Born Dec. 27, 1904, in Budapest; died there Sept. 6, 1976. Slovak poet. People’s Artist of Czechoslovakia (1964). Member of the Communist Party of Czechoslovakia since 1925. Fought in the Slovak National Uprising of 1944.
Novomeský studied philosophy at the University of Bratislava (1923–25). He was highly active in social and political work and as a journalist in the press organs of the Communist Party of Czechoslovakia. In the 1950’s, Novomeský was subjected to illegal repression; in 1963 he was rehabilitated, whereupon he resumed his literary career.

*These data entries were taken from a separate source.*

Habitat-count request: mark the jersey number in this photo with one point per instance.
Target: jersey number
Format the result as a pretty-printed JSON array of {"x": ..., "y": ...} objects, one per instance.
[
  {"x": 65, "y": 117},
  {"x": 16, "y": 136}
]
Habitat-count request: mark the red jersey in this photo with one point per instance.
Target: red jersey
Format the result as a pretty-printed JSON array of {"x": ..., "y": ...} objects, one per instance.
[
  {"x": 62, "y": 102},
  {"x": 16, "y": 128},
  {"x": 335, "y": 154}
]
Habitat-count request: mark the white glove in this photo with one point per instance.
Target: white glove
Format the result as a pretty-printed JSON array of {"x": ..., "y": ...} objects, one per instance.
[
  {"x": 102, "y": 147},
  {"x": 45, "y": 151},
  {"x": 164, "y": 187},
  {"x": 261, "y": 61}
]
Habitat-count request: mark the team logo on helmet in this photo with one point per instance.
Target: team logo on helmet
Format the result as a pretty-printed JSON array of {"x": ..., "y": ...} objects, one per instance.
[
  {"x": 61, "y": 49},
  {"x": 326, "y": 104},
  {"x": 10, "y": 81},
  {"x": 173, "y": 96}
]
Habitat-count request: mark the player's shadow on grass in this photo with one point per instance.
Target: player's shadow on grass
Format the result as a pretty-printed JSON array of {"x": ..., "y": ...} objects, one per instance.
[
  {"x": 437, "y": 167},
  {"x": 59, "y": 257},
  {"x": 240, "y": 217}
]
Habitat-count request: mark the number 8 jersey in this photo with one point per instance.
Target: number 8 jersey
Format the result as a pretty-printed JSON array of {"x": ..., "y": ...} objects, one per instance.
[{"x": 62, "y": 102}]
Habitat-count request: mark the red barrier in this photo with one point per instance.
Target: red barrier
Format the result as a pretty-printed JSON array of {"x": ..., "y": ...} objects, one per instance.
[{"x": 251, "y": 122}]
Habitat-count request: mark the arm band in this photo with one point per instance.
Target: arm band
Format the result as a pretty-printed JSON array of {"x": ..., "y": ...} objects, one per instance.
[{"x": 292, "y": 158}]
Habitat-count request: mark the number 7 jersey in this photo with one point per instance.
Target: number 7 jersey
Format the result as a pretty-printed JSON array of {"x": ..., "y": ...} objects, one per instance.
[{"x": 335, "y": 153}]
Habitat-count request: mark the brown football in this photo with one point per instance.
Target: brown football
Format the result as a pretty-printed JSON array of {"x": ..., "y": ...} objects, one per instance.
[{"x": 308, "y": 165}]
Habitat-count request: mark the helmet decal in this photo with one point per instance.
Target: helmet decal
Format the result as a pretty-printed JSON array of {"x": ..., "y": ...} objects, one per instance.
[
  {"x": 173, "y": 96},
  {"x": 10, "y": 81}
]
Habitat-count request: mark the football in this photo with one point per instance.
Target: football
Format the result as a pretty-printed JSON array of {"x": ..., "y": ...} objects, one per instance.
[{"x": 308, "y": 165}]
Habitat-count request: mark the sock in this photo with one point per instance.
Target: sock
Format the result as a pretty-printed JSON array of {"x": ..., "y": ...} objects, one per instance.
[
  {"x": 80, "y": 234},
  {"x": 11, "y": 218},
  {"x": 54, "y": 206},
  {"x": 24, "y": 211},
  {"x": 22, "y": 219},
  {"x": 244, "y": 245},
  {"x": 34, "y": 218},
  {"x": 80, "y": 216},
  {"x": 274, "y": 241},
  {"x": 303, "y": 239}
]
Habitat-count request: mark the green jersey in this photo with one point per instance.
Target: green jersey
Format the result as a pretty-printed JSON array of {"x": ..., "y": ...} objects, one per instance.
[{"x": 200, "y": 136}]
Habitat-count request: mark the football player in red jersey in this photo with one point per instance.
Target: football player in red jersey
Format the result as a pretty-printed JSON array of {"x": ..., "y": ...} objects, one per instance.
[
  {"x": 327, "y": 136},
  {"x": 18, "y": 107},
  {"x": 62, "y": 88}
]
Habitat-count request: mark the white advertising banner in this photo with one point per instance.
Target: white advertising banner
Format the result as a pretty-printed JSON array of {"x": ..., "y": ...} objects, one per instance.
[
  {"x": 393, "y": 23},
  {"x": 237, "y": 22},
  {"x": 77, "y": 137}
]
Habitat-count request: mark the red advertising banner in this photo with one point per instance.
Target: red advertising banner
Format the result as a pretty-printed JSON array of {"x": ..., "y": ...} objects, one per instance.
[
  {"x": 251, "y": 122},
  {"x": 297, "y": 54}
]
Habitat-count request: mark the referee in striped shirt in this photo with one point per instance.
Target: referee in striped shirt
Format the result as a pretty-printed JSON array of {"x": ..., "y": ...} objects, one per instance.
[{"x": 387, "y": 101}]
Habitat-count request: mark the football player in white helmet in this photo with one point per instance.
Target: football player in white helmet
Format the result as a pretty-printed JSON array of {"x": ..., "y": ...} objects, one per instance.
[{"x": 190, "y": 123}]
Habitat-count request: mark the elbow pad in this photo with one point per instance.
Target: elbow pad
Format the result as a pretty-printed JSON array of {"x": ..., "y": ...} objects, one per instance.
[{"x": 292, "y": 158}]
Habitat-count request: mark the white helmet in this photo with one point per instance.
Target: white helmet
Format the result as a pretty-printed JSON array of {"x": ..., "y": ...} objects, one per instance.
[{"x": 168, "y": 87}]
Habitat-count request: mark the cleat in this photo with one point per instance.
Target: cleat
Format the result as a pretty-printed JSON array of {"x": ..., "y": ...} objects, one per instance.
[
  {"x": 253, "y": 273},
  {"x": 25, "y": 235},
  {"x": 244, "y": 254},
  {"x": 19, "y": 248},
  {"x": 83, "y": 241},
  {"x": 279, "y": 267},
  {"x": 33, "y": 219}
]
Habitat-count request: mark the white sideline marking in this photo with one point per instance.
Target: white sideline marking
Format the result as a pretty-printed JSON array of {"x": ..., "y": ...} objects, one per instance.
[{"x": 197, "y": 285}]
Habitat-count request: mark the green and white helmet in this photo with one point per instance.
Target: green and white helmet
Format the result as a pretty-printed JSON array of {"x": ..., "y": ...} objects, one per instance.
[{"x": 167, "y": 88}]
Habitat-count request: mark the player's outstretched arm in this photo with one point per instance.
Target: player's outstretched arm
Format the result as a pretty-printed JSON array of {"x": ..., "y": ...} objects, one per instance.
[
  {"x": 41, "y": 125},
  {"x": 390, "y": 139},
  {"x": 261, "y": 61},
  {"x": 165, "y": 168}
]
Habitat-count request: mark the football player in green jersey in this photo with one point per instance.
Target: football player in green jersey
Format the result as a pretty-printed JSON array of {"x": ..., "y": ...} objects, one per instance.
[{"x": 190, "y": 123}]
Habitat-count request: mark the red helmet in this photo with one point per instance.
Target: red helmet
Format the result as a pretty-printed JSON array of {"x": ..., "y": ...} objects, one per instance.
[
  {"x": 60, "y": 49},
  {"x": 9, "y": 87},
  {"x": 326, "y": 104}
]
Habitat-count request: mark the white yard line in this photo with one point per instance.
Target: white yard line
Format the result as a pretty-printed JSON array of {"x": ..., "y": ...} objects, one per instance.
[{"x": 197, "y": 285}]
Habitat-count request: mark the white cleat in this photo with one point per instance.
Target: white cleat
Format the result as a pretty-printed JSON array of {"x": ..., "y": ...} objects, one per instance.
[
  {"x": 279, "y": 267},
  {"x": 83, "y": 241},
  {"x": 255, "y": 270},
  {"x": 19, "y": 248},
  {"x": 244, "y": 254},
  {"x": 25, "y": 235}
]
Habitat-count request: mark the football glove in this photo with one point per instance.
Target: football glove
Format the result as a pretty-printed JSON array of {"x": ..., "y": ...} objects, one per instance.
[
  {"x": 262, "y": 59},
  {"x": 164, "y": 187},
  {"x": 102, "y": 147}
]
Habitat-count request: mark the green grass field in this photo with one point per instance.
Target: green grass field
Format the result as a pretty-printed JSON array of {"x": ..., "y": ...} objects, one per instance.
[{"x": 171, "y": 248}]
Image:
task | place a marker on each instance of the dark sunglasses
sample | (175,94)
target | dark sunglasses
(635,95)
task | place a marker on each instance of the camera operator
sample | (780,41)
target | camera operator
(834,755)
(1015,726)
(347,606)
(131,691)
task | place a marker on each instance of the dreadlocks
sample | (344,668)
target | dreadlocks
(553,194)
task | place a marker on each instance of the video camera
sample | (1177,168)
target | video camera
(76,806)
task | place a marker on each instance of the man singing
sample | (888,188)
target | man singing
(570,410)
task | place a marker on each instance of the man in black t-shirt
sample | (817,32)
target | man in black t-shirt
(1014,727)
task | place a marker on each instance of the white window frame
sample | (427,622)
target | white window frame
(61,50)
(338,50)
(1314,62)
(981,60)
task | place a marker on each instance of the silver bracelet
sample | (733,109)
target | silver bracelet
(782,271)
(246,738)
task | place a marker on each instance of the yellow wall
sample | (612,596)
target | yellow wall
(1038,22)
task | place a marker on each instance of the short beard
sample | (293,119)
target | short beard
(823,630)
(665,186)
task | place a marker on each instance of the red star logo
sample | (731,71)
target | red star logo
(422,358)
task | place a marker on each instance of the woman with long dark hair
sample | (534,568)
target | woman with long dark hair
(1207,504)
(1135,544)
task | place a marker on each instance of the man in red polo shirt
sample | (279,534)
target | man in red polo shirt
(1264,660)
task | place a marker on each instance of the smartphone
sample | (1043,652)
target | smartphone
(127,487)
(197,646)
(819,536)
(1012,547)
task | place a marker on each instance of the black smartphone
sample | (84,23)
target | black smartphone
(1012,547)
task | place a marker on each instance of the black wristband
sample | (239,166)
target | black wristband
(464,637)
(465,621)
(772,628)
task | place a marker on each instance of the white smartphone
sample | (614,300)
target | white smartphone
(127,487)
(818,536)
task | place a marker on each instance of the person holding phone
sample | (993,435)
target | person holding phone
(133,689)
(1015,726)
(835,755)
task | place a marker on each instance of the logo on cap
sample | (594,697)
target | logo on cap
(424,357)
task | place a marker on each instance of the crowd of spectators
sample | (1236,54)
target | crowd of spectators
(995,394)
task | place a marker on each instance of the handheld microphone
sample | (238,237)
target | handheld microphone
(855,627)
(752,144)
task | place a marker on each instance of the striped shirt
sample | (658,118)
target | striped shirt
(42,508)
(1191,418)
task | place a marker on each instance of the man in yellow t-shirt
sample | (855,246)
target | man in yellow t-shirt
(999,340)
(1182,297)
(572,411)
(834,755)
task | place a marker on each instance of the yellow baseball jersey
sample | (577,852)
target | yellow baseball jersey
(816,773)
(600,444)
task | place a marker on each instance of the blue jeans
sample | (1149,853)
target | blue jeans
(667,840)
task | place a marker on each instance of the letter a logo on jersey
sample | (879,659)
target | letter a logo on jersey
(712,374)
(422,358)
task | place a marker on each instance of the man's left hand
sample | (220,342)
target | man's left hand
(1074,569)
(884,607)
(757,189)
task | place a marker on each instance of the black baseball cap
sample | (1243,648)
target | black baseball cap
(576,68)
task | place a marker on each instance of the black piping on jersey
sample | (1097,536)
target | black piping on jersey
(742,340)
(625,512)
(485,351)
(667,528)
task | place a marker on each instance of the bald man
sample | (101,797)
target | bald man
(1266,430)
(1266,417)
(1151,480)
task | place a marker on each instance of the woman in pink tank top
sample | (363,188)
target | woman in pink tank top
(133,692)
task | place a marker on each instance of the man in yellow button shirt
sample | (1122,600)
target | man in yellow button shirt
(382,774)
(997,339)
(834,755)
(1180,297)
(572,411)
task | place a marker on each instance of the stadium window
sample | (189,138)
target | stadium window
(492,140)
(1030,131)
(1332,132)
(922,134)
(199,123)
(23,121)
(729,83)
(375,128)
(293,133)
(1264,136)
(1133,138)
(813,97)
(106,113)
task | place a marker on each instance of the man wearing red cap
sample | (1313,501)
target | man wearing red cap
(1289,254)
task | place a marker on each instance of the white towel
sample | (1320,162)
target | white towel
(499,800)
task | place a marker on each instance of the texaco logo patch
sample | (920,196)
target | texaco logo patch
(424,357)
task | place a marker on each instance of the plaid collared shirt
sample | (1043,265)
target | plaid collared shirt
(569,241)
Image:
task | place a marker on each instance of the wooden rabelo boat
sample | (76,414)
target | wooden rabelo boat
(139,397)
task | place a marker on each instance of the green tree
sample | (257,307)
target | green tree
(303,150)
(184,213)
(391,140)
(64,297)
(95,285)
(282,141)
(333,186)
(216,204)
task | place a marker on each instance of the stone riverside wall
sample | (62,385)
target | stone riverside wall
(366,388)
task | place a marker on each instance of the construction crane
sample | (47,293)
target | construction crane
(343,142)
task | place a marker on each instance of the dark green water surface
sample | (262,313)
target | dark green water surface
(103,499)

Novomeský’s poetry collections Sunday (1927) and Open Windows (1935) are landmark works in the development of Slovak proletarian poetry. He wrote mostly sociophilosophical lyric poetry and humanistically oriented social ballads. The main theme of his collections A Saint Beyond the Outskirts (1939) and With a Forbidden Pencil (1946) is man’s place in the social struggle.
Novomeský’s works of the 1960’s, including the poetry collection From There, the narrative poem Vila Tereza, social and political commentary, and articles on literary and aesthetic problems, affirm his faith in the ideals of socialism and the socialist trend in the literature and culture of Czechoslovakia.
WORKSBásnické dielo, vols. 1–2. Bratislava, 1971.
Publicistika, vols. 1–5. Bratislava, 1969–72.
In Russian translation:
Izbrannoe [Foreword by I. Ehrenburg.] Moscow, 1966.
REFERENCESBogdanov, Iu. V. “Latso Novomeskii.” In Istoriia slovatskoi literatury. Moscow, 1970.
Šmatlák, S. Básnik Laco Novomeský. Bratislava, 1968.